Boris Johnson has set out his stall on Brexit and it’s bad news for moderate Tories.
Speaking at a conference in Switzerland shortly after May’s resignation, he said that “a new leader will have the opportunity to do things differently and have the momentum of a new administration. We will leave the EU on October 31, deal or no deal. The way to get a good deal is to prepare for a no deal.”
His words suggest that should he succeed May, he’ll go back to the European Union and try to renegotiate the deal, but that if he fails to get a satisfactory outcome, he won’t seek another extension and instead press ahead with a no deal Brexit.
It’s a challenge to the group of 60 or so moderate One Nation Conservatives – led by Amber Rudd and Damian Green – who’ve taken it upon themselves to prevent no deal.

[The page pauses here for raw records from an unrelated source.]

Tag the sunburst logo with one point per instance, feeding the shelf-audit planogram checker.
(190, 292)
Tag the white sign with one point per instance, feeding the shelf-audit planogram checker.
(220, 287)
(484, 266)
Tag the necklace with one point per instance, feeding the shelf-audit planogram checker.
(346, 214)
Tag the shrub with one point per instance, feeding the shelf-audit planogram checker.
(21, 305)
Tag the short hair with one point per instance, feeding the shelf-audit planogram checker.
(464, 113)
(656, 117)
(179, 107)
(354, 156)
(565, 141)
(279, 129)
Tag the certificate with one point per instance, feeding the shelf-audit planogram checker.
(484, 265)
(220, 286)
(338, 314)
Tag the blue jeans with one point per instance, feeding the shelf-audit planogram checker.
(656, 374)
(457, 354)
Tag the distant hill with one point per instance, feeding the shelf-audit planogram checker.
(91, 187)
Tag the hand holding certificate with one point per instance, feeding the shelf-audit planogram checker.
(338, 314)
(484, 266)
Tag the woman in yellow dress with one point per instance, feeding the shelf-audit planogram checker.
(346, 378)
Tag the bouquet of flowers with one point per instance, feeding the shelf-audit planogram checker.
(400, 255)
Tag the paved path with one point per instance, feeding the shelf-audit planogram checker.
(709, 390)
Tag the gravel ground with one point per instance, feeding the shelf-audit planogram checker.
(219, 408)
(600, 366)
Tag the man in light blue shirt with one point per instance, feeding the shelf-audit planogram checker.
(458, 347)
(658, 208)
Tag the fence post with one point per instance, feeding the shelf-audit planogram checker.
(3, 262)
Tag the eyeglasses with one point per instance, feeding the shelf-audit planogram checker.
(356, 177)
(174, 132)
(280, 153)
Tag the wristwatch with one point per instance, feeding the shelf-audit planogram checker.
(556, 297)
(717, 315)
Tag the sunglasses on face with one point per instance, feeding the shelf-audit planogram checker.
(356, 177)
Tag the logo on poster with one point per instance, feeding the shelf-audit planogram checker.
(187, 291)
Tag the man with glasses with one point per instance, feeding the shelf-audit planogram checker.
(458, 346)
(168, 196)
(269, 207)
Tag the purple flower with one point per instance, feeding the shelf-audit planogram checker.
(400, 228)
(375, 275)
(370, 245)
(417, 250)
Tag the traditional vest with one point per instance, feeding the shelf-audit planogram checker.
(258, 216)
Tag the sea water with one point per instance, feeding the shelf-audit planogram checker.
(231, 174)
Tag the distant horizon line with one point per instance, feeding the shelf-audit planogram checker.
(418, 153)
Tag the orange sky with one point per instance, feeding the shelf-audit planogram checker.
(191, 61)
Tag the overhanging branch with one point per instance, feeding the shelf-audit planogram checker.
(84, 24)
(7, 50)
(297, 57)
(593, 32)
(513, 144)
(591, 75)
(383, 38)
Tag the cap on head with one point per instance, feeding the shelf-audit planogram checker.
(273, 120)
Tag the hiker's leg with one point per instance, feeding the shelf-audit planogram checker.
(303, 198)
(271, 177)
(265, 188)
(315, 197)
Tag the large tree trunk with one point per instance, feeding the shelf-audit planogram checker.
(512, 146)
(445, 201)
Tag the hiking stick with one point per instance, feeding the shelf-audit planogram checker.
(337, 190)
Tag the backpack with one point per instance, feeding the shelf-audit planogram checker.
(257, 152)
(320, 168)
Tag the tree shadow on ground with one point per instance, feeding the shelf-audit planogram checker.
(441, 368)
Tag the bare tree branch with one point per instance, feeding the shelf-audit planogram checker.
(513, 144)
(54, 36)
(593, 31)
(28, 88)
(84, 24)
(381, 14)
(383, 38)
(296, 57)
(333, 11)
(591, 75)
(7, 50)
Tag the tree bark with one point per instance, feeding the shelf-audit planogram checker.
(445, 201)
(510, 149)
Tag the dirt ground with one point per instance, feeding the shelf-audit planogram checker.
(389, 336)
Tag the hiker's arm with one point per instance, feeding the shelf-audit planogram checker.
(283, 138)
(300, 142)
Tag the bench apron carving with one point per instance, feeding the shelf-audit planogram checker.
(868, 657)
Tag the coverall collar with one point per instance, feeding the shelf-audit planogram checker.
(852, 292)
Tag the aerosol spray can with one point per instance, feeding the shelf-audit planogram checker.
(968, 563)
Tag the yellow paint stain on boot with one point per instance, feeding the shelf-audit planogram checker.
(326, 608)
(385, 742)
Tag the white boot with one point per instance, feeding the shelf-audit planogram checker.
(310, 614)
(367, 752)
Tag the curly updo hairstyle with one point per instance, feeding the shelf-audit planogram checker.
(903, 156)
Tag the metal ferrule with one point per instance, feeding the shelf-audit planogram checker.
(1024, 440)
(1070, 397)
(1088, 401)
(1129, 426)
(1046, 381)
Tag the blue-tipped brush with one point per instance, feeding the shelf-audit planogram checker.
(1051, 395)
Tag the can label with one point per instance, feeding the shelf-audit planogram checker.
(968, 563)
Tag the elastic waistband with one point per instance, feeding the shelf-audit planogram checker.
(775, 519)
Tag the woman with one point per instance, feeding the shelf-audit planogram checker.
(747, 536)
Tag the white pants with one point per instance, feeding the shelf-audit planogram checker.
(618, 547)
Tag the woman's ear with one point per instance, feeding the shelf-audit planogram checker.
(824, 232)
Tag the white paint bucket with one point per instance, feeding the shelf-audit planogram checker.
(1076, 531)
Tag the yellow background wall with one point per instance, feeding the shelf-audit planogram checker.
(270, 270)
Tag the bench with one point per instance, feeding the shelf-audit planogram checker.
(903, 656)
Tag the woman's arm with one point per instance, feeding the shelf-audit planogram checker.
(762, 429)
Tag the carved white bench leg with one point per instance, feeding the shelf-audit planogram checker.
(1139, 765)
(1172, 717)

Many of them are resigned to the prospect of Johnson becoming prime minister. Particularly in the event of a run-off between the two frontliners, Johnson and Dominic Raab, they’re expected to back Johnson as he’s seen as likelier to compromise than Raab, who is a hardliner. In Johnson they see potential for liberalism and modernisation, dating back to his days as mayor of London.
For his part, Johnson has opened his arms to the One Nation group, tweeting that he shared all their principles and beliefs: “One Nation values have never been more important.” Prominent moderates were hopeful of trading their support for senior cabinet jobs and a Brexit compromise.
But now, Johnson’s made it clear that he has no qualms about pursuing a no-deal Brexit – a position that will no doubt make him yet more popular with the party membership. It’s effectively a challenge to One Nation Tories: “stop me if you can”.